Es evidente que, a lo largo de la centuria decimonónica, estos establecimientos más primitivos fueron ganando en proporciones, en servicio e higiene. Se convirtieron en puntos de encuentro propicios para las tertulias de la burguesía -al igual que los liceos o los casinos-. En la ciudad de las Burgas, en especial, comenzaron a ser espacios de cultura y de cohesión social. La capital, en las postrimerías del siglo XIX, disponía de buenos locales. Tanto el Café Suizo, situado en la Plaza Mayor, como La Regional, en la calle San Miguel, o La Unión, en la de Pereira, eran frecuentados, a menudo, por la intelectualidad auriense. En el Ourense finisecular, a las peroraciones semanales de médicos, catedráticos, abogados, o poetas, en el Café La Unión, por ejemplo, le sucedían representaciones teatrales y zarzuelas. A veces, primero se estrenaban aquí antes de recorrer los demás escenarios de la ciudad -La Artística, El Liceo o el Círculo Liberal-. Era habitual ver en ellos a personajes insignes. Lamas Carvajal frecuentaba el Café Suizo, y Luciano Cid, director del Álbum literario, el Café La Unión. Precisamente, en alguna ocasión, sus lindezas le causaron, en ese local, más de un susto. No es que los incidentes fuesen frecuentes en el Café; no. Pero tener la lengua larga, por lo general, traía consecuencias. Acalorados por la palpitante política, las discusiones, a veces, pudieron acabar en tragedia. Pese a todo, la mayoría de ellas, los conflictos no pasaban de ser verbales.

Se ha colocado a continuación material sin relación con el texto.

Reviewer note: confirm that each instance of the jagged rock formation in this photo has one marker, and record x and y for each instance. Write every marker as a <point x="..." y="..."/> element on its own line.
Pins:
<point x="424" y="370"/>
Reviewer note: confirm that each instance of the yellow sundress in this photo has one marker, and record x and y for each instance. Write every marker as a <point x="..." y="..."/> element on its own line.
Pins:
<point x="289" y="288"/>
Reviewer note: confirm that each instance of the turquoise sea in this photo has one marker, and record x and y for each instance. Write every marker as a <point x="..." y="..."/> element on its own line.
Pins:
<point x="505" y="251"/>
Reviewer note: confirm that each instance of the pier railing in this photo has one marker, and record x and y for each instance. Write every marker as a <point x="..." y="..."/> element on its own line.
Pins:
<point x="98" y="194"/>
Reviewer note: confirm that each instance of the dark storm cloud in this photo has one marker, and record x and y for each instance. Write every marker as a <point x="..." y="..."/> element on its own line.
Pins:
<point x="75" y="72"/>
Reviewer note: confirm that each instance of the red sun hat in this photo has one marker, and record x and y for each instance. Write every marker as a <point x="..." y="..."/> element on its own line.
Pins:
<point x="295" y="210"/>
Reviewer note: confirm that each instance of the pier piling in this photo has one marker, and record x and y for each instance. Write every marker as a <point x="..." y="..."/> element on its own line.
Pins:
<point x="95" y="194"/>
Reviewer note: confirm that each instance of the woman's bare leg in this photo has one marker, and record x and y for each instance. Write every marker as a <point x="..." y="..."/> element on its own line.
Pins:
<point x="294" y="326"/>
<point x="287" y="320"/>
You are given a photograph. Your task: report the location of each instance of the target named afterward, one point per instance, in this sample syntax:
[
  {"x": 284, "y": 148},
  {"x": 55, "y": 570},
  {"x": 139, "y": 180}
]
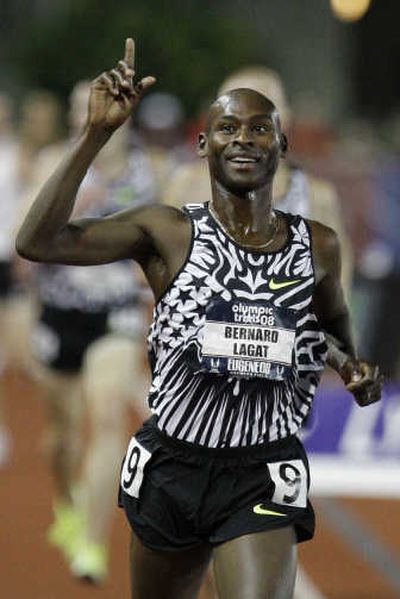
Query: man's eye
[
  {"x": 227, "y": 128},
  {"x": 262, "y": 128}
]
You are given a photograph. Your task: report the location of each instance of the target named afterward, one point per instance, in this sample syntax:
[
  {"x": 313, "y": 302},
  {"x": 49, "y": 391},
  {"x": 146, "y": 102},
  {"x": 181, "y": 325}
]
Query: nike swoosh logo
[
  {"x": 262, "y": 511},
  {"x": 275, "y": 285}
]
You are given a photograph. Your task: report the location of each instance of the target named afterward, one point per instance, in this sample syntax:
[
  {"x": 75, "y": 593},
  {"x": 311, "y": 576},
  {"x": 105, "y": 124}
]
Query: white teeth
[{"x": 243, "y": 159}]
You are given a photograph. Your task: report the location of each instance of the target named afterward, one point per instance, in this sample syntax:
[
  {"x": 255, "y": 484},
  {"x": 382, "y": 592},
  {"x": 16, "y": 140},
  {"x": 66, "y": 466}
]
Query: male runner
[{"x": 244, "y": 296}]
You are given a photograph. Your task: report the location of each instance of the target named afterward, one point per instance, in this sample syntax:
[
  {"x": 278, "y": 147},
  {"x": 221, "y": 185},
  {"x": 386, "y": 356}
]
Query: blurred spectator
[
  {"x": 88, "y": 343},
  {"x": 40, "y": 124},
  {"x": 160, "y": 121}
]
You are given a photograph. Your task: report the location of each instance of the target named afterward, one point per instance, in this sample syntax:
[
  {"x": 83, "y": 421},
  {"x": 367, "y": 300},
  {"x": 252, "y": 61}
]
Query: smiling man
[{"x": 249, "y": 308}]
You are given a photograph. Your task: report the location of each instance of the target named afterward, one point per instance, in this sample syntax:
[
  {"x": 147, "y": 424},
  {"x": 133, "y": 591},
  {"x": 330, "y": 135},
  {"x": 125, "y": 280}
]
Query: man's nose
[{"x": 244, "y": 135}]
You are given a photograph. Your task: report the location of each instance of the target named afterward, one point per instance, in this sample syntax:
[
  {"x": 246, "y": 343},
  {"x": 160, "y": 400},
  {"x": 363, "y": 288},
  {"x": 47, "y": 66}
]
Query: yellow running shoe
[
  {"x": 66, "y": 530},
  {"x": 90, "y": 563}
]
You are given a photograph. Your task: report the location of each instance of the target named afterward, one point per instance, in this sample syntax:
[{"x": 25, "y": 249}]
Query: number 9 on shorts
[
  {"x": 132, "y": 471},
  {"x": 290, "y": 478}
]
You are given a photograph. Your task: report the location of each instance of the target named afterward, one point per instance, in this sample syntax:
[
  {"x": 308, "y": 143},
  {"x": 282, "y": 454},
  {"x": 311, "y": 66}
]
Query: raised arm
[
  {"x": 361, "y": 378},
  {"x": 46, "y": 234}
]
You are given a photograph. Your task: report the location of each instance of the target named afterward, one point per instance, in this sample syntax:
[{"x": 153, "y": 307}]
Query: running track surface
[{"x": 355, "y": 554}]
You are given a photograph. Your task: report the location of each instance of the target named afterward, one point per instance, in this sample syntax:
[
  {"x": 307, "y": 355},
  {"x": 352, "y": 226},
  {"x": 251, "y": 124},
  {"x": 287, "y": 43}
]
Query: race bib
[
  {"x": 132, "y": 472},
  {"x": 248, "y": 339}
]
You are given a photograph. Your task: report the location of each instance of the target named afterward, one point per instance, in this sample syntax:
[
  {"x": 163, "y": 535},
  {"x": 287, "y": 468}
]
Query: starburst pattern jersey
[{"x": 235, "y": 347}]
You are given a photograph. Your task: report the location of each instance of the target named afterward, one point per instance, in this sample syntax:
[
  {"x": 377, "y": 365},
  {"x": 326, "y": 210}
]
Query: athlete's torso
[
  {"x": 106, "y": 286},
  {"x": 236, "y": 349}
]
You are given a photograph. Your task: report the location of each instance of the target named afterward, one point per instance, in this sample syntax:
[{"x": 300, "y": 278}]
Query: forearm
[
  {"x": 341, "y": 348},
  {"x": 52, "y": 207}
]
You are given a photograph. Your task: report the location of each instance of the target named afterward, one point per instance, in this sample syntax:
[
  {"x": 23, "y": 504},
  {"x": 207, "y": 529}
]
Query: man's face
[{"x": 243, "y": 140}]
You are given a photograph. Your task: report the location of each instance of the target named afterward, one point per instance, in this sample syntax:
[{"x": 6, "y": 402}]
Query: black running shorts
[{"x": 177, "y": 495}]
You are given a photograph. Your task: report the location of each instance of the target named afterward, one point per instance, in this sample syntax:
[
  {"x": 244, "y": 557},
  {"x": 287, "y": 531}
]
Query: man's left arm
[{"x": 361, "y": 378}]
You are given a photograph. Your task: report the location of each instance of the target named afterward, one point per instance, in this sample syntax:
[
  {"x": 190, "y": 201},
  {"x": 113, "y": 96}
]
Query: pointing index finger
[{"x": 129, "y": 57}]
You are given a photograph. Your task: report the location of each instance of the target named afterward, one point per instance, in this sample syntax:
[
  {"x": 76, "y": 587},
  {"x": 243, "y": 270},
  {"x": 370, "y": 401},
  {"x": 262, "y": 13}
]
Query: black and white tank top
[{"x": 235, "y": 347}]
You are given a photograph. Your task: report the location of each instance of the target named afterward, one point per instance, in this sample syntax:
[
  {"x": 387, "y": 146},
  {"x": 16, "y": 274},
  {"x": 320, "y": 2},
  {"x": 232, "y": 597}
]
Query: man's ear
[
  {"x": 284, "y": 145},
  {"x": 202, "y": 145}
]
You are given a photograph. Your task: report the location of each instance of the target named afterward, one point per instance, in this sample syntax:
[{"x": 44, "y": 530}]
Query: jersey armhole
[{"x": 189, "y": 253}]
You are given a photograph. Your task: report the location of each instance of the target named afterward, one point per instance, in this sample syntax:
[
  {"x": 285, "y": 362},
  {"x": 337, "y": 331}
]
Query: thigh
[
  {"x": 167, "y": 574},
  {"x": 257, "y": 566}
]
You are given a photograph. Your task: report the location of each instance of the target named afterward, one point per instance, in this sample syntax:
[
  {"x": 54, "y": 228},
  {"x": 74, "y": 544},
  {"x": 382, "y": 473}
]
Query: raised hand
[
  {"x": 115, "y": 93},
  {"x": 363, "y": 380}
]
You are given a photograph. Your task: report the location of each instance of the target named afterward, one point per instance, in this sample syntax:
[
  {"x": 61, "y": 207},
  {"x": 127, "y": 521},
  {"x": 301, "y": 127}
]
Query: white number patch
[
  {"x": 132, "y": 471},
  {"x": 290, "y": 480}
]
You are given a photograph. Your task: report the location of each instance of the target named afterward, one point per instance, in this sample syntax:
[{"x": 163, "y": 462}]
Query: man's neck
[{"x": 247, "y": 216}]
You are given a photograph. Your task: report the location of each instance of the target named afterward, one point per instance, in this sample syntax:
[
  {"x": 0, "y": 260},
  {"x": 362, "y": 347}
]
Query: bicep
[
  {"x": 328, "y": 297},
  {"x": 89, "y": 241}
]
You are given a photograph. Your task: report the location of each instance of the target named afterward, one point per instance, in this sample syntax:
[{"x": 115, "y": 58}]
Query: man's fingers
[
  {"x": 129, "y": 57},
  {"x": 126, "y": 71},
  {"x": 145, "y": 83},
  {"x": 106, "y": 81}
]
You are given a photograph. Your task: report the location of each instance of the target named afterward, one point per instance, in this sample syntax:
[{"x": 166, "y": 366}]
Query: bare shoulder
[
  {"x": 325, "y": 248},
  {"x": 324, "y": 238}
]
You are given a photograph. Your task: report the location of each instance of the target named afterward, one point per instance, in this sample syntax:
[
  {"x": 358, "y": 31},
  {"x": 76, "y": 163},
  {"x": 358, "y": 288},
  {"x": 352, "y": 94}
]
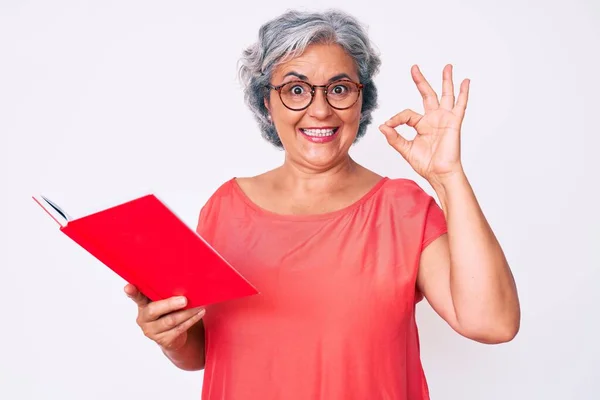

Quedaban relegados, con frecuencia, al debate intelectual.
Los Cafés ourensanos en el XIX ya ofertaban una cartelera variada de actividades culturales. En el teatro Guignol del Café La Unión se ponían en escena pequeñas obras de teatro o zarzuelas como El dúo de la africana de Caballero, La verbena de la Paloma de Bretón o El Monaguillo de Miguel Marqués. Además, rivalizaba con el Café La Regional. Ambos, solían anunciar el programa en la sección de Espectáculos del diario El Miño. No siempre era el arte escénica la protagonista; también tenía una gran importancia la música funcional. Un trío, o un quinteto, hacía las delicias de los asistentes. Y, cuando no era posible, el propio pianista del local -como el reputado Alberto Muñoz ligado al Café La Unión-, propiedad de Rodríguez Santos, amenizaba la sesión. Es comprensible, pues, que algún escritor se atreviese a decir que “los Cafés han contribuido por manera singular en Europa al desarrollo de la civilización y de la democracia, en segundo renglón, después del cristianismo”. Quizás resulte presuntuoso siquiera pensarlo; pero, aquí…, ¿acaso no tuvieron algo que ver para que, luego, Ourense se convirtiese en la “Atenas de Galicia”?